Note: This is a LONG case study, comprising of 14 chapters. Recommended for use in higher-level undergraduate classes and graduate classes; Access the full story here
Leah Omilion-Hodges (Western Michigan University) suggests some key “Takeaways” on the story:
Detroit made history in July of 2013 when it became the largest U.S. city to declare bankruptcy. This left countless stakeholders ranging from pensioners and citizens, to the Detroit Institutes of Arts (DIA) and local municipalities, and myriad creditors in a state of uncertainty and unrest. Retirees wondered how declaring bankruptcy would affect their constitutional protections, the DIA worried that selling even one painting would result in deleterious outcomes from losing donors to cancelled tax support, and creditors wanted simply what was rightfully owed them. However, over a historic 16 month journey, a “grand bargain” was struck in which many collaborated to restructure Detroit’s massive debt ($18 billion in liabilities, 78,000 blighted buildings, 4 out of every 10 dollars devoted to debt, pensions, and retiree health care). Considering the incredible breadth of the city’s debt and the sheer amount of individuals and organizations touched, the unfolding saga is one that twists and turns to uncover the power of collaboration, the influence of targeted messages, and the importance of creative thinking to ultimately reveal a tale of hope and renewal.
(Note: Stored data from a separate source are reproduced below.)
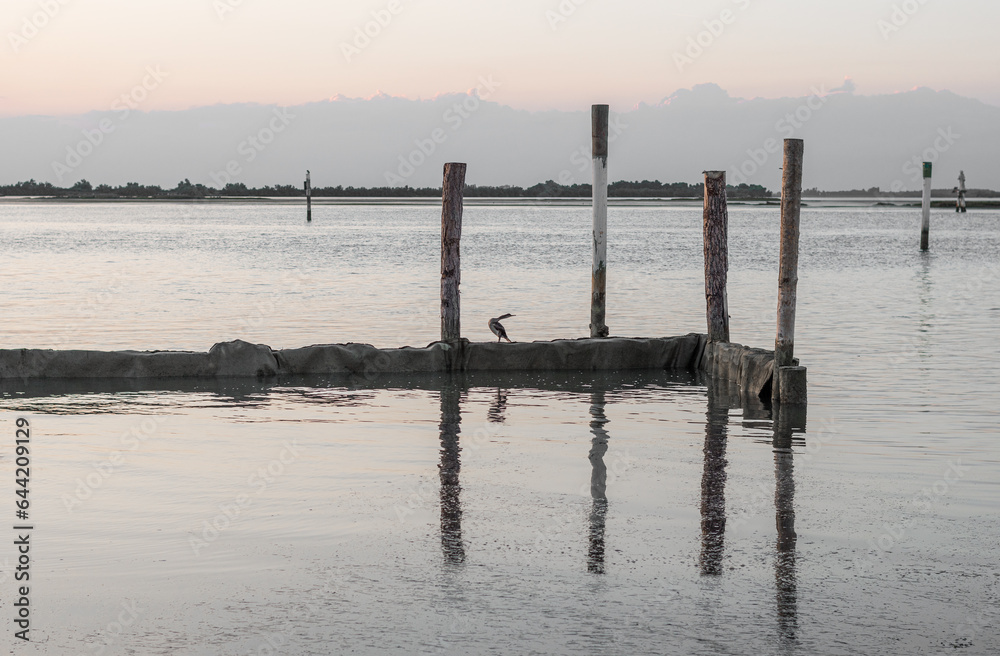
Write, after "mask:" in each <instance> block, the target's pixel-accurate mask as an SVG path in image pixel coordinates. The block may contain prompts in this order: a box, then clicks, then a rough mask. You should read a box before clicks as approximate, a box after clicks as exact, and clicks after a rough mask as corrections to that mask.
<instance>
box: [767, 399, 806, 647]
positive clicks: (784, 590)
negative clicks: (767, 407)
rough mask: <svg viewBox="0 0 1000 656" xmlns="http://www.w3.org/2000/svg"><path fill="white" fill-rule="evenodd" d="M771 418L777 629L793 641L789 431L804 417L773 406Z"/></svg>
mask: <svg viewBox="0 0 1000 656" xmlns="http://www.w3.org/2000/svg"><path fill="white" fill-rule="evenodd" d="M776 410H777V415H778V416H777V417H776V418H775V421H774V443H773V445H774V481H775V484H774V509H775V524H776V525H777V529H778V543H777V553H776V554H775V559H774V581H775V587H776V590H777V604H778V630H779V633H780V635H781V638H782V640H783V641H791V640H795V637H796V633H797V630H798V596H797V591H796V577H795V543H796V540H797V536H796V535H795V478H794V473H795V472H794V463H793V457H794V456H793V453H792V432H793V429H794V428H796V427H801V426H803V425H804V421H805V418H804V417H802V416H796V415H801V413H800V412H796V411H795V410H793V409H788V408H785V409H783V408H781V407H780V406H779V407H777V408H776Z"/></svg>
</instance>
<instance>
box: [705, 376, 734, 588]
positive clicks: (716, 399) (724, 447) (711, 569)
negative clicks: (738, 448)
mask: <svg viewBox="0 0 1000 656" xmlns="http://www.w3.org/2000/svg"><path fill="white" fill-rule="evenodd" d="M707 418H708V419H707V421H706V422H705V449H704V452H705V469H704V472H703V473H702V476H701V558H700V563H701V573H702V574H704V575H709V576H718V575H720V574H722V557H723V555H724V553H725V542H726V464H727V462H726V436H727V432H728V424H729V393H728V388H727V383H726V381H720V380H717V379H715V378H712V379H711V380H709V382H708V412H707Z"/></svg>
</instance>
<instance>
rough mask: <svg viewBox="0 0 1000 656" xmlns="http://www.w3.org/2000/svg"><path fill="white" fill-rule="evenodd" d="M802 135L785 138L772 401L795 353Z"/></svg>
mask: <svg viewBox="0 0 1000 656" xmlns="http://www.w3.org/2000/svg"><path fill="white" fill-rule="evenodd" d="M803 151H804V144H803V142H802V140H801V139H785V163H784V169H783V171H782V179H781V260H780V264H779V272H778V330H777V336H776V337H775V340H774V376H773V379H772V381H773V382H772V384H771V389H772V396H771V399H772V401H773V402H775V403H777V402H780V401H781V400H782V397H781V393H780V391H779V390H780V387H781V385H780V376H779V369H780V368H781V367H790V366H792V364H793V358H794V356H795V300H796V290H797V288H798V283H799V215H800V213H801V211H802V155H803Z"/></svg>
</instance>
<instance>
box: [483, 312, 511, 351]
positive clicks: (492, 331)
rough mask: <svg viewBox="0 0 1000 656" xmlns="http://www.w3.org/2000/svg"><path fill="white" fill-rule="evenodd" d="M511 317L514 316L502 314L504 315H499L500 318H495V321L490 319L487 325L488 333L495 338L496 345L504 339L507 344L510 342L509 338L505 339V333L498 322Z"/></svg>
mask: <svg viewBox="0 0 1000 656" xmlns="http://www.w3.org/2000/svg"><path fill="white" fill-rule="evenodd" d="M512 316H514V315H513V314H504V315H501V316H499V317H497V318H495V319H490V323H489V326H490V331H491V332H492V333H493V334H494V335H496V336H497V343H498V344H499V343H500V340H504V339H506V340H507V341H508V342H509V341H510V337H507V331H506V330H504V328H503V325H502V324H501V323H500V320H501V319H506V318H507V317H512Z"/></svg>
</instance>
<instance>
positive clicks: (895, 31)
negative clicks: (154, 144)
mask: <svg viewBox="0 0 1000 656" xmlns="http://www.w3.org/2000/svg"><path fill="white" fill-rule="evenodd" d="M894 8H896V9H895V13H894ZM393 10H394V11H395V13H393ZM906 10H909V12H910V13H907V11H906ZM379 18H381V21H382V23H383V24H379V23H377V22H375V21H377V20H378V19H379ZM880 21H882V22H881V23H880ZM997 25H1000V2H997V0H948V2H945V1H944V0H838V1H837V2H815V1H812V0H809V1H806V0H710V1H704V0H698V1H695V0H676V1H670V0H615V1H612V0H502V1H485V0H357V1H351V2H347V1H336V0H281V1H278V0H3V7H2V9H0V31H2V34H3V44H0V53H2V54H0V116H18V115H26V114H56V115H60V114H75V113H82V112H86V111H91V110H108V109H110V108H111V107H112V105H113V104H114V102H115V100H116V99H118V98H119V97H120V96H122V94H131V93H132V92H133V91H134V90H135V88H136V87H137V86H138V85H143V84H144V83H145V84H146V85H147V88H146V90H144V92H142V93H140V94H139V96H140V97H141V98H142V100H141V102H140V103H138V105H139V107H138V108H139V109H142V110H159V109H186V108H189V107H195V106H202V105H212V104H216V103H240V102H258V103H276V104H280V105H295V104H300V103H304V102H310V101H317V100H323V99H327V98H331V97H333V96H336V95H338V94H339V95H343V96H349V97H368V96H371V95H373V94H375V93H376V92H379V91H381V92H383V93H386V94H389V95H394V96H404V97H407V98H430V97H433V96H435V95H437V94H440V93H447V92H454V91H465V90H468V89H470V88H472V87H475V86H477V84H478V80H479V79H480V78H481V77H483V78H486V79H492V80H494V81H495V82H496V83H497V85H498V86H497V87H496V89H495V91H494V92H493V93H492V94H491V95H490V96H489V99H490V100H494V101H497V102H500V103H502V104H506V105H510V106H512V107H515V108H518V109H528V110H545V109H580V108H587V107H589V106H590V105H591V104H593V103H598V102H606V103H610V104H611V105H612V106H613V107H614V108H617V109H620V110H625V109H628V108H630V107H632V106H634V105H636V104H637V103H639V102H647V103H656V102H659V101H660V100H661V99H662V98H664V97H665V96H668V95H670V94H671V93H673V92H674V91H675V90H677V89H679V88H690V87H692V86H693V85H695V84H700V83H705V82H714V83H716V84H718V85H720V86H721V87H722V88H724V89H726V90H727V91H728V92H729V93H730V94H731V95H733V96H736V97H744V98H752V97H757V96H762V97H769V98H772V97H781V96H803V95H808V93H809V89H810V88H811V87H813V86H814V85H818V84H821V83H826V82H828V81H829V80H843V79H844V78H846V77H849V78H851V79H852V81H853V83H854V84H855V85H856V87H857V92H858V93H859V94H864V95H871V94H881V93H893V92H896V91H904V90H908V89H911V88H913V87H917V86H927V87H931V88H933V89H937V90H940V89H949V90H951V91H953V92H955V93H957V94H960V95H963V96H969V97H972V98H978V99H980V100H982V101H984V102H987V103H989V104H992V105H998V106H1000V45H998V44H1000V42H998V41H997V37H996V27H997ZM366 27H367V29H368V31H369V32H370V33H371V34H373V35H374V36H371V37H365V38H370V41H369V42H367V43H366V42H365V40H364V38H362V39H357V32H356V30H362V31H364V30H365V29H366ZM713 31H714V32H715V34H713V33H712V32H713ZM698 40H700V41H701V43H702V45H700V46H697V45H696V46H691V43H692V41H694V42H697V41H698ZM345 46H349V48H348V50H349V52H348V53H347V54H345ZM689 46H690V49H689ZM350 47H353V48H354V50H350ZM348 59H350V61H348ZM148 70H153V71H159V72H160V73H162V75H160V76H159V77H157V78H151V77H150V76H149V73H148V72H147V71H148ZM133 97H136V96H134V95H133Z"/></svg>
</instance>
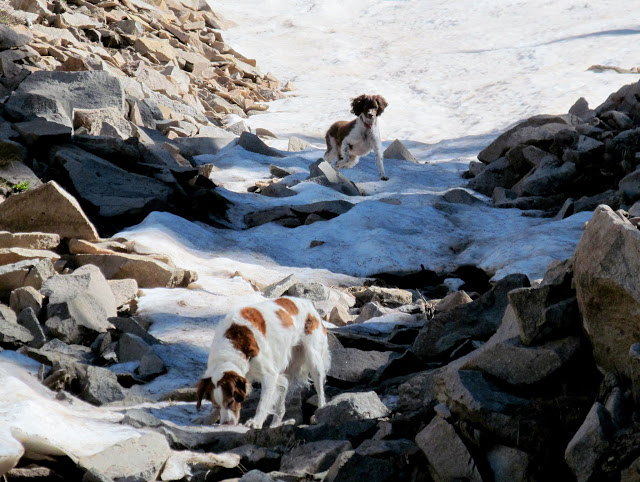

- Collaboration for a Common Goal – The authors of this article describe the journey of the grand bargain as one where through an unprecedented series of concessions, “like soldiers switching sides in the midst of battle” that objectors and creditors alike joined forces. The article continues to detail how once unthinkable reductions were later agreed to and accepted. This is reminiscent of Sherif’s (1954) assertion that intergroup conflict occurs when two or more groups are in competition of limited resources. However, by working together in a series of important unifying meetings and decisions, Detroit stakeholders, like the Rattlers and Eagles, were able to collaborate for a common goal.
- Targeted Persuasive Messages – Closely linked to collaboration for a common goal, the article shows the power of targeted persuasive messages. As noted, a plethora of stakeholders ultimately needed to give their consent to the grand bargain in order for Detroit to address its debt and begin to rebuild. For example, through a series of formal and informal meetings, a compilation of foundations (e.g., the Ford, Kresge, W.K. Kellogg, and Knight Foundations among others) offered $250 million in a matter of days to assist the city of Detroit. This vast sum of money was earned through emotional pleas, appealing to boards of trustees, where Darren Walker of the Ford Foundation suggested, “Detroit is a metaphor for America, for America’s challenges and opportunities.” In compelling other foundations to act, he reminded us that “If you don’t have great cities, you won’t have great nations,” and that not to contribute would be an act of “philanthropic malfeasance.” Similarly, a retiree committee was formed to cut civilian and fire and police pensions. Ultimately, through a number of meetings with fellow pensioners, a deal was struck where all of the city’s unions and retiree groups also agreed to support the grand bargain. Though it was a large concession on the side of the retirees, members of the committee reminded pensioners that “you can’t eat principles and uncertainty doesn’t pay the bills.”
- Importance of Creativity and Innovation in Problem Solving – Another interesting theme that emerged throughout Detroit’s bankruptcy saga was the importance of creativity and innovation in problem solving. In addition to working with private foundations and forging a compromise with retirees, additional problems were solved through innovation and creativity. For example, as a means to deal with Detroit’s aging water system, a deal was struck to transfer governance of Detroit’s Water and Sewage Department to a regional board. With long-term financial assistance from local counties, the Great Leaks Water Authority was created and resolved a regional debate that had lasted decades. Similarly, though the city was not able to reimburse all creditors with a cash payback, other debts were settled through the exchange of real estate. Thus, without creative thinking and innovations to traditional ways of doing business, the grand bargain may not have come to be.